Listening to recordings of Four Organs, which range from the original BSO line-up (appropriately pairing Reich with a two-piano recording of The Rite) to a more recent and surprisingly respectful reading by the Bang On a Can All-Stars, one still senses the music's power to shock. Reich only half-jokingly calls Four Organs his 'punk-rock piece', and the connection does bear some examination. Both minimalism and punk emerged in reaction against similar excesses in their respective musical genres, and both styles had surprisingly brief histories in their pure form. As with the punk era, which in the words of critic James Wolcott 'lasted barely long enough for Sid Vicious to vomit on his shoes', the vitality of minimalism was quickly absorbed into mainstream composition, giving way to a much longer 'post-minimalist' period.
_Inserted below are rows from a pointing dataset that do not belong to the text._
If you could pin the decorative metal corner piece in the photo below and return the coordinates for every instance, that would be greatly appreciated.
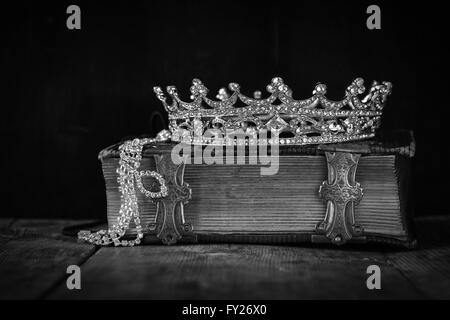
(342, 193)
(170, 225)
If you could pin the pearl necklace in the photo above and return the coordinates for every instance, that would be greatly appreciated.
(129, 176)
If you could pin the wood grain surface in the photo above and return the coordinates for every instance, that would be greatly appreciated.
(34, 257)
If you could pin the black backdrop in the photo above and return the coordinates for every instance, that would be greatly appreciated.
(69, 93)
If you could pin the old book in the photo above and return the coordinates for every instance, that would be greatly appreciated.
(234, 203)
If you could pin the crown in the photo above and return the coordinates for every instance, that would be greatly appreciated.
(277, 119)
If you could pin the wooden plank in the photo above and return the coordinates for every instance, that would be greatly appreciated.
(234, 272)
(35, 258)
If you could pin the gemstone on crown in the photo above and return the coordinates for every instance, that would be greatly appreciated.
(314, 120)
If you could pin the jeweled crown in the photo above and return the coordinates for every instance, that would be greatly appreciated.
(289, 121)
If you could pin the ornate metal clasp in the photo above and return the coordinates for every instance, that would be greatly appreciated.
(341, 193)
(170, 224)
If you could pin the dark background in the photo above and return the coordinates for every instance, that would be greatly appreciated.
(69, 93)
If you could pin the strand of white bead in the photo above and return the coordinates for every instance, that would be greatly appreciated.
(130, 158)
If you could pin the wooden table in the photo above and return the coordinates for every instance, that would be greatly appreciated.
(34, 256)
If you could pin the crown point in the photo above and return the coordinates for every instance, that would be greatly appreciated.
(320, 89)
(277, 81)
(171, 90)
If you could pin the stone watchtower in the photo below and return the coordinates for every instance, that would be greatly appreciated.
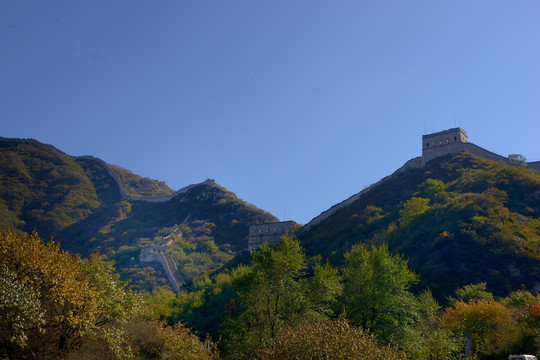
(441, 143)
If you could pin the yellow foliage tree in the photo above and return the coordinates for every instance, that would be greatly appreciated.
(489, 325)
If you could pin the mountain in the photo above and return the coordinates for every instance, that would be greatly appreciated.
(90, 206)
(459, 219)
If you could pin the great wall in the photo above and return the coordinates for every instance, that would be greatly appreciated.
(434, 145)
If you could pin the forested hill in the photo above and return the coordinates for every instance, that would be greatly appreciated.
(78, 201)
(459, 220)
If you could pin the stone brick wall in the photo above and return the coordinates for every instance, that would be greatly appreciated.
(270, 232)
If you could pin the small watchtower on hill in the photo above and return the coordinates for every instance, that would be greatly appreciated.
(444, 142)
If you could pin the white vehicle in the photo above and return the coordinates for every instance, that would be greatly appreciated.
(522, 357)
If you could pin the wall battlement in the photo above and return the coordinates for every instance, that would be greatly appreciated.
(270, 232)
(442, 143)
(159, 253)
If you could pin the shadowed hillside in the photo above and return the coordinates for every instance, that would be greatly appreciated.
(460, 219)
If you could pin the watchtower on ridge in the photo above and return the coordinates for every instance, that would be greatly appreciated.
(444, 142)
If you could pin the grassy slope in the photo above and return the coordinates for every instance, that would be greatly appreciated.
(469, 234)
(77, 201)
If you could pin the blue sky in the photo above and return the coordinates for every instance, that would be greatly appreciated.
(292, 105)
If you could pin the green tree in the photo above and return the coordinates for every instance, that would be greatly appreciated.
(472, 292)
(376, 291)
(430, 187)
(336, 340)
(411, 209)
(517, 160)
(276, 293)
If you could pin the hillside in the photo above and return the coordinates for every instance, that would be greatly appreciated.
(459, 220)
(79, 202)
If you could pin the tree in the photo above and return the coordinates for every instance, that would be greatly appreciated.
(489, 325)
(412, 208)
(154, 340)
(430, 187)
(337, 340)
(472, 292)
(275, 293)
(54, 302)
(517, 160)
(376, 291)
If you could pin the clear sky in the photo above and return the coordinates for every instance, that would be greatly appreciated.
(292, 105)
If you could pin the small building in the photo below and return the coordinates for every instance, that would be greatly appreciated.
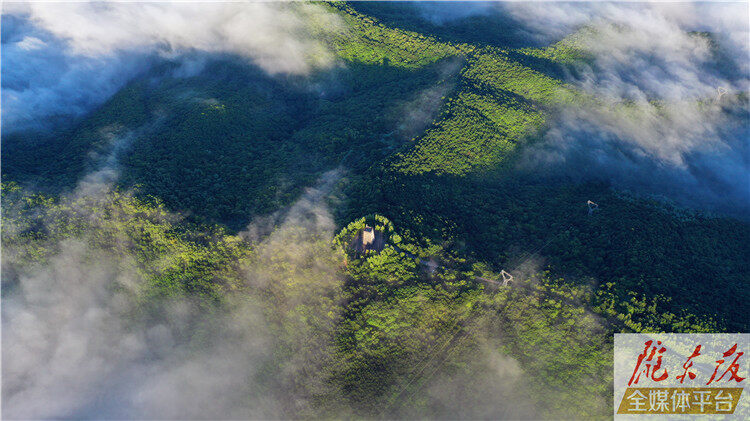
(368, 239)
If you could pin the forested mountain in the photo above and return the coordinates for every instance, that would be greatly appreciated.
(217, 207)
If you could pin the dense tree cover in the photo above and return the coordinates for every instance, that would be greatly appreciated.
(231, 143)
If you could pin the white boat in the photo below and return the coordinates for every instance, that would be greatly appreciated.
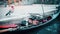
(25, 12)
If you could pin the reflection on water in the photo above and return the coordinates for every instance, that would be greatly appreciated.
(51, 28)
One of the leaders in that new movement was Reich himself, whose musical forces kept expanding until he somehow found himself writing for traditional orchestra. His cantata The Desert Music (1984) superbly harnesses his characteristic rhythmic complexity within a broader sonic framework. Three Movements (1986) is mostly a skilful reworking of Reich's previous ideas for smaller forces on a symphonic canvas, but in The Four Sections (1987), a 'concerto for orchestra' in all but name, the composer reveals a full mastery of the orchestral idiom.
But Reich soon turned away from this period as well, rejecting orchestral commissions on the grounds that 'my orchestra is not Wagner's or Mahier's', and claiming that his music needs the clarity of amplification. Listening to these pieces today, one hears an obvious connection to the mid-'80s works of John Adams, leaving the impression that what Reich was really avoiding was the wave of neo-Romanticism that was soon to wash over the style.
Tilson Thomas's definitive Nonesuch recordings of Reich's orchestral works contain barely a trace of Romantic excess. Instead, rhythmic intensity firmly meets with emotional restraint, not unlike the later works of Stravinsky which the conductor had also explored extensively. Throughout the recordings a palpable connection links composer and conductor, as if the two veterans of their own generation's Rite of Spring were still trading stories from the front lines.